Posted to commits@couchdb.apache.org by da...@apache.org on 2018/03/21 17:26:39 UTC
[couchdb] 04/08: Update fabric_doc_open_revs to handle purges

This is an automated email from the ASF dual-hosted git repository.

davisp pushed a commit to branch COUCHDB-3326-clustered-purge-davisp-refactor
in repository https://gitbox.apache.org/repos/asf/couchdb.git

commit ca2867ae9ac648f426ef18466b646cfe8a207882
Author: Mayya Sharipova <ma...@ca.ibm.com>
AuthorDate: Tue Oct 3 15:56:55 2017 -0400

    Update fabric_doc_open_revs to handle purges
    
    We need to account for the possibility that a document is opened while a
    purge is still propogating between shards.
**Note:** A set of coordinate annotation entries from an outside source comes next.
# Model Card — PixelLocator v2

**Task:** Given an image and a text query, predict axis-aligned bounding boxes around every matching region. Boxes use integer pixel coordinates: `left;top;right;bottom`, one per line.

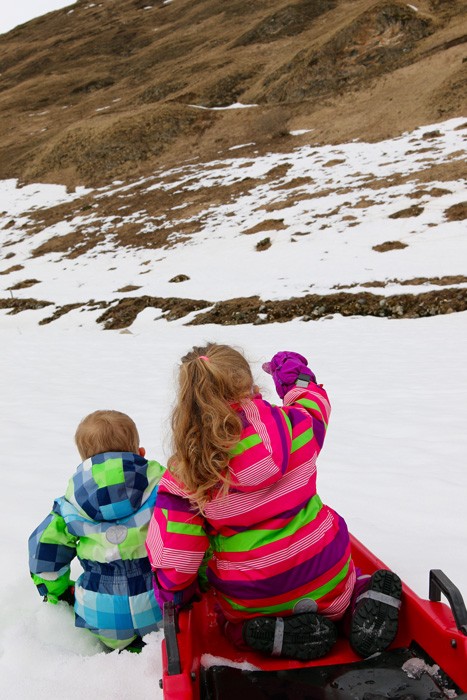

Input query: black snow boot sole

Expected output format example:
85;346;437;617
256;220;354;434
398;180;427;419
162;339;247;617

349;569;402;658
243;613;337;661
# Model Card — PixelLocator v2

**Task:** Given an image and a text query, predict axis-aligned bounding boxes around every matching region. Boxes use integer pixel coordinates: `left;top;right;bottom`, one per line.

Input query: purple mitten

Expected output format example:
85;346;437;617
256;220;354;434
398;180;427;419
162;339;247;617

263;350;316;399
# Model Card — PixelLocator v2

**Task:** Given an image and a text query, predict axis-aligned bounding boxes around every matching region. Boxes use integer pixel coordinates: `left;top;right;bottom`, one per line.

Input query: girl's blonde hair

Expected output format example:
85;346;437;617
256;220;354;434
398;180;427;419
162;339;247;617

75;411;139;459
169;343;253;513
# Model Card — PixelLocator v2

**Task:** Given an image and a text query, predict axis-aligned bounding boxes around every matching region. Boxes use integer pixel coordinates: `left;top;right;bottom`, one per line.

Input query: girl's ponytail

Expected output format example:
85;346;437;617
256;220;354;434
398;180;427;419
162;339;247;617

169;343;253;512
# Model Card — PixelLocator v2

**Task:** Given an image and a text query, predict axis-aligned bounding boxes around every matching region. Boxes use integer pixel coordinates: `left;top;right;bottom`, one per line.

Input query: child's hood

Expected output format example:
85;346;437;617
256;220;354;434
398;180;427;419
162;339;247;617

65;452;164;521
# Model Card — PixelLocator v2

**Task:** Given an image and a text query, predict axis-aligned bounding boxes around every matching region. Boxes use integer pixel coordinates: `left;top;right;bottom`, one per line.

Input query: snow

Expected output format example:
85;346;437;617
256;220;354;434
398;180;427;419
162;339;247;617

0;115;467;700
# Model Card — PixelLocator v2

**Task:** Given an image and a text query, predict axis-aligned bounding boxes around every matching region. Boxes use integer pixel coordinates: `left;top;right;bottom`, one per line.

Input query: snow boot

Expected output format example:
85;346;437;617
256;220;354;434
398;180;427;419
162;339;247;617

349;569;402;658
243;613;337;661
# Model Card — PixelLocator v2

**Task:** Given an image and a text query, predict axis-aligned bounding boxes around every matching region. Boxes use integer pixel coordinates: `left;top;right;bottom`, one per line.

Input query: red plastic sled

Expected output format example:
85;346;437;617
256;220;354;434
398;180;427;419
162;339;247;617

160;537;467;700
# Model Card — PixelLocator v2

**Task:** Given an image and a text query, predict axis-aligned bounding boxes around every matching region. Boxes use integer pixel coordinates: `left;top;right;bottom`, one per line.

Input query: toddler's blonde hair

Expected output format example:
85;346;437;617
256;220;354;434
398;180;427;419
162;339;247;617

169;343;253;513
75;411;139;459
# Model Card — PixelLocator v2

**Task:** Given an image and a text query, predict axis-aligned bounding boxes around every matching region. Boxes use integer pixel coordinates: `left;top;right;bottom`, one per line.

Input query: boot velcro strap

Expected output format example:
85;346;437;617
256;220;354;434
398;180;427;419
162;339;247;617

355;589;401;609
271;617;284;656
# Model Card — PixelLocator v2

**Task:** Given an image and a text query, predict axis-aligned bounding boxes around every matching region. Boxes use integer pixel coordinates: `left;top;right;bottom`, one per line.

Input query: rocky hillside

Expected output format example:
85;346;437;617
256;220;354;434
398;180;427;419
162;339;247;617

0;0;467;186
0;0;467;329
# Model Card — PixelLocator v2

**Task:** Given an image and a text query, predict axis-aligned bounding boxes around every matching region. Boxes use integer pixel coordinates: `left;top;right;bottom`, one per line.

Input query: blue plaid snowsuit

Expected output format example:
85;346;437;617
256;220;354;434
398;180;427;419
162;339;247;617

29;452;164;648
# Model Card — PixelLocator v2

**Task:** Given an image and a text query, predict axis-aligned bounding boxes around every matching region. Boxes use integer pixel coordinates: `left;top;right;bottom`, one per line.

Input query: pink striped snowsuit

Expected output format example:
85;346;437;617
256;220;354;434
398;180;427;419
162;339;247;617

146;382;355;621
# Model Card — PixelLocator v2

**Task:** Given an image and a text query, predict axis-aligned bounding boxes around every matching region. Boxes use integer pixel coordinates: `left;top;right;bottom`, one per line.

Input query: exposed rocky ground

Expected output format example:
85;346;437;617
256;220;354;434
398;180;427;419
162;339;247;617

0;0;467;328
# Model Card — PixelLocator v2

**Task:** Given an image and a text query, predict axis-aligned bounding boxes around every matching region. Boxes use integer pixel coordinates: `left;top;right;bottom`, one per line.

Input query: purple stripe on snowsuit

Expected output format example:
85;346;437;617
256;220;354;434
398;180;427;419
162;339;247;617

313;418;326;449
156;491;196;515
287;408;310;429
207;517;349;600
271;408;290;474
238;409;250;430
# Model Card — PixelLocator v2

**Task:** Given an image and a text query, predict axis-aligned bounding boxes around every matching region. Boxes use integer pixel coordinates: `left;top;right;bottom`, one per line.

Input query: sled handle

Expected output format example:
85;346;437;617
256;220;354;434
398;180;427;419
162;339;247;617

429;569;467;636
163;602;182;676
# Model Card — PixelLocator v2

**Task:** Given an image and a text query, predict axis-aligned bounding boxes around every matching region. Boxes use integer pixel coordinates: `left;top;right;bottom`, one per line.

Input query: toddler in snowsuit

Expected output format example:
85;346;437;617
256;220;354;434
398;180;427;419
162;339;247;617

146;344;400;660
29;411;164;650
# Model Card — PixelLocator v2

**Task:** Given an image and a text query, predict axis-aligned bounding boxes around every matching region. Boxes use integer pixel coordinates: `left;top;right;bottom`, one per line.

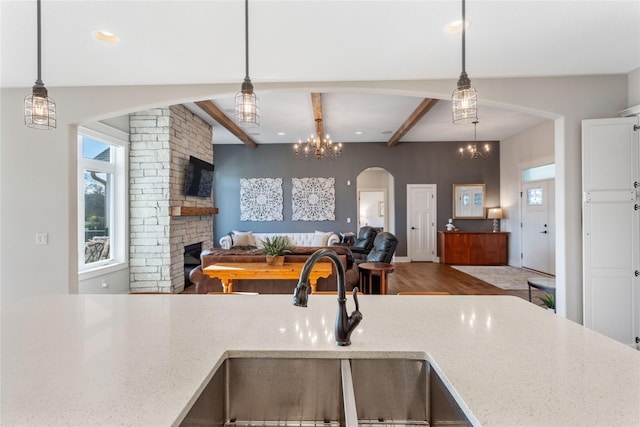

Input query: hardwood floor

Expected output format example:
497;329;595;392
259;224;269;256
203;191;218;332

183;262;543;305
387;262;543;304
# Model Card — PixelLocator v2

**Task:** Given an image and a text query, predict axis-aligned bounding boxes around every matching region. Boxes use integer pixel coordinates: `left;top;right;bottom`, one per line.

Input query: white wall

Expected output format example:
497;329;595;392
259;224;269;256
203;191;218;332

This means we need to inform
    the read-repair algorithms that a difference in revisions may be due to
    a purge request in progress. If we don't do this its possible that a
    read-repair may race the purge request and effectively undo the purge.
---
 src/fabric/src/fabric_doc_open_revs.erl | 148 ++++++++++++++++++++++----------
 src/fabric/src/fabric_rpc.erl           |  67 ++++++++-------
 2 files changed, 137 insertions(+), 78 deletions(-)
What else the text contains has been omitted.